Il Mundialito, parliamo quasi di preistoria televisiva, venne proposto in diretta in Lombardia. Nel resto del Paese le partite andarono invece in onda in differita sfruttando un network di emittenti locali: vennero gettate le basi, di fatto, per una rete privata nazionale. Così facendo, soprattutto, Fininvest aggirò il divieto in vigore all’epoca per le televisioni private di diffondere programmi live in tutta Italia.
L'affare convinse il Biscione, cresciuto fra il 1982 e il 1984 grazie alle acquisizioni di Italia1 e Rete4, a sviluppare un'edizione per club dello stesso Mundialito. Con squadre blasonate e stelle assolute. La trasmissione, con lo stesso metodo, delle partite scatenò una vera e propria battaglia legale. Risoltasi grazie al governo Craxi, che attraverso un decreto legge gettò le premesse per la fine del monopolio Rai. Fine concretizzatasi formalmente nell'agosto del 1990.

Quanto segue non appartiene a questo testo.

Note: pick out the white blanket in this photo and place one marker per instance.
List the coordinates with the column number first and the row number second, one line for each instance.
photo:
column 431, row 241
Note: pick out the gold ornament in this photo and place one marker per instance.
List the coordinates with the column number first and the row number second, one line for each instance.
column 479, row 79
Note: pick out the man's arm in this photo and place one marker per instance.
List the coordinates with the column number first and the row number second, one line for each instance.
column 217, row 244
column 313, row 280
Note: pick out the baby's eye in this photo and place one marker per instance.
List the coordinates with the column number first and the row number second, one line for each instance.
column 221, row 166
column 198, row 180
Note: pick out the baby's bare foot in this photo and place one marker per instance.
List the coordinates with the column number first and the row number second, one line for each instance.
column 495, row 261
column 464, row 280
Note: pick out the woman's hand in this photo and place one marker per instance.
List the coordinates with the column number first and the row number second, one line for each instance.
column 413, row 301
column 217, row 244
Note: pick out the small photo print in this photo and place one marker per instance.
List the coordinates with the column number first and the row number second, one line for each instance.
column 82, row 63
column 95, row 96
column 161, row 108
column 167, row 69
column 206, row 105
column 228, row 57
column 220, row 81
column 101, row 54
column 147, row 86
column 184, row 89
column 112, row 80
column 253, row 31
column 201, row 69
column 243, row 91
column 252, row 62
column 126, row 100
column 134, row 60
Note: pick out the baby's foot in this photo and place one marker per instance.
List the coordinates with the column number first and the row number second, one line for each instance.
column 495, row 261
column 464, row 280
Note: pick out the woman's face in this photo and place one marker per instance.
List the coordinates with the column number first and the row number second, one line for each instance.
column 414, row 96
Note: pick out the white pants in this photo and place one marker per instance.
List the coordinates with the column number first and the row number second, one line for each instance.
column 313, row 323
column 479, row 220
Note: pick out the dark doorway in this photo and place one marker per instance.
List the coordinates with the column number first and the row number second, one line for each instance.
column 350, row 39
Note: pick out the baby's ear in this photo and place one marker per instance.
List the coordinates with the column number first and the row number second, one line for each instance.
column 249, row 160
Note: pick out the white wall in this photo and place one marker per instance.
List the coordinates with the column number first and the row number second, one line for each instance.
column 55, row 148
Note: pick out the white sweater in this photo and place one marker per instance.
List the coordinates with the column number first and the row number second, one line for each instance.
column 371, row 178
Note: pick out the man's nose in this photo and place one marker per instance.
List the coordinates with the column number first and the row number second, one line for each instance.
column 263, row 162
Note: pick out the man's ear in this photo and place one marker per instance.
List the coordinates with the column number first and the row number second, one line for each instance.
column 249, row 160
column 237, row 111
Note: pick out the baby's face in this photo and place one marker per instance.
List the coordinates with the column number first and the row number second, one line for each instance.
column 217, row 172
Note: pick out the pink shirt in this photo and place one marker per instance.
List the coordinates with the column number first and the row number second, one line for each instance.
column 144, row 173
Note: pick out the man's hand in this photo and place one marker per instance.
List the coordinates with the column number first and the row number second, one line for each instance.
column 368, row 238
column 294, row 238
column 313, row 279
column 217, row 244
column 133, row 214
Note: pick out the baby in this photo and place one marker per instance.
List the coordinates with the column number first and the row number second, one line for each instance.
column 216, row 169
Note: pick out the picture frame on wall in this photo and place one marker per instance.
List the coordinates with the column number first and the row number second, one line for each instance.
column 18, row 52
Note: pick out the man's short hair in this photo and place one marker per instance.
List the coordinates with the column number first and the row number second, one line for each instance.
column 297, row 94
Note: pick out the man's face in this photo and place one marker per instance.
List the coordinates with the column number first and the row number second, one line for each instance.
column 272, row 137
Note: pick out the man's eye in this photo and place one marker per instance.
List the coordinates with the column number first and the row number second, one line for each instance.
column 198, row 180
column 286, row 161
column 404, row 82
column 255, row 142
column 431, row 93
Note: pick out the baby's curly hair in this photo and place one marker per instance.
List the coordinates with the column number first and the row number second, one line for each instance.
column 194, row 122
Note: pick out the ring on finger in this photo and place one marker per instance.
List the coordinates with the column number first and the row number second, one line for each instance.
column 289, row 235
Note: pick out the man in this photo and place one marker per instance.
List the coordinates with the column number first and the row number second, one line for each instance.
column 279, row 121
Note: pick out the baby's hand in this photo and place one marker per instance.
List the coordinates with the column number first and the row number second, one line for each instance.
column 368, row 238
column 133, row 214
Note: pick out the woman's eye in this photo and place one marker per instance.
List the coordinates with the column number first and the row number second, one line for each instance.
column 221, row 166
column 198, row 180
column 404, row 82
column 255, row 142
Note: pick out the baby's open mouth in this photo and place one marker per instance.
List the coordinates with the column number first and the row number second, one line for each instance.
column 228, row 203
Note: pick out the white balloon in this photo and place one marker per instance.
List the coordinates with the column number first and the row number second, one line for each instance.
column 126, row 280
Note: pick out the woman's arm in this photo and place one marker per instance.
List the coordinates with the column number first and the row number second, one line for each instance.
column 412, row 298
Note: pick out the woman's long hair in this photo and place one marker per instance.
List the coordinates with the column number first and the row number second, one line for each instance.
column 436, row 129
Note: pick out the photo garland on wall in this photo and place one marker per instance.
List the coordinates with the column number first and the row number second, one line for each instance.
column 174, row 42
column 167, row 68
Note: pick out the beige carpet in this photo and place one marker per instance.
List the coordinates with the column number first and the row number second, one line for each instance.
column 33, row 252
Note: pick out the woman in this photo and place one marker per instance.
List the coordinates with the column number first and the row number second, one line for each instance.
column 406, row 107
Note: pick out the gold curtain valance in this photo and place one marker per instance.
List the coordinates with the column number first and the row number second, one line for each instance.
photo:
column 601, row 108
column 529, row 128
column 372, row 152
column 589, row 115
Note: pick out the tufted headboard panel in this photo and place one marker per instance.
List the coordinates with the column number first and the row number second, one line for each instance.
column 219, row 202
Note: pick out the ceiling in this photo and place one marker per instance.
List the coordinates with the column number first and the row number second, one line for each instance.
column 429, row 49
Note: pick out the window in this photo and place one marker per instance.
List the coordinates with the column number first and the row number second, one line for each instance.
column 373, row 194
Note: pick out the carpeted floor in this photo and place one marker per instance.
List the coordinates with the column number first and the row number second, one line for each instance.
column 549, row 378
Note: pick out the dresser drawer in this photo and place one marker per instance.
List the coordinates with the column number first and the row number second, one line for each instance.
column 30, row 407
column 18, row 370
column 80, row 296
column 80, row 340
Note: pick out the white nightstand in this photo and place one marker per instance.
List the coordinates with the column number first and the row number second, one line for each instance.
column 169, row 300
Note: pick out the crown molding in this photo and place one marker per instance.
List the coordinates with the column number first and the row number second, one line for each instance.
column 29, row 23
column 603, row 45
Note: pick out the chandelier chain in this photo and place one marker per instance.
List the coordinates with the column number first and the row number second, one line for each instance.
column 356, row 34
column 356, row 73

E il Milan? Il Cavaliere, semplicemente, dal fallimento oramai certo lo portò sul tetto più alto del mondo. Addirittura 29 i trofei vinti, di cui 26 con Berlusconi presidente e 3 con vicepresidenza vicaria di Adriano Galliani, il suo storico braccio destro. Gli anni della presidenza Berlusconi furono caratterizzati da grandi giocatori e grandi allenatori: Sacchi, Capello e Ancelotti su tutti, rimanendo alla panchina. E poi il trio di olandesi Gullit-Rijkaard-Van Basten, la difesa degli invincibili con Baresi, Tassotti, Maldini e Costacurta, Weah, Savicevic, Boban, Shevchenko, Kakà e tanti, davvero tanti altri ancora. Tecnici e giocatori vincenti per un ciclo, quello rossonero, rimasto nella storia per trofei vinti e qualità di gioco. Otto scudetti tra il 1987 e il 2011, cinque Champions League, una Coppa Italia, sei Supercoppe italiane, due Coppe intercontinentali, una Coppa del mondo per club.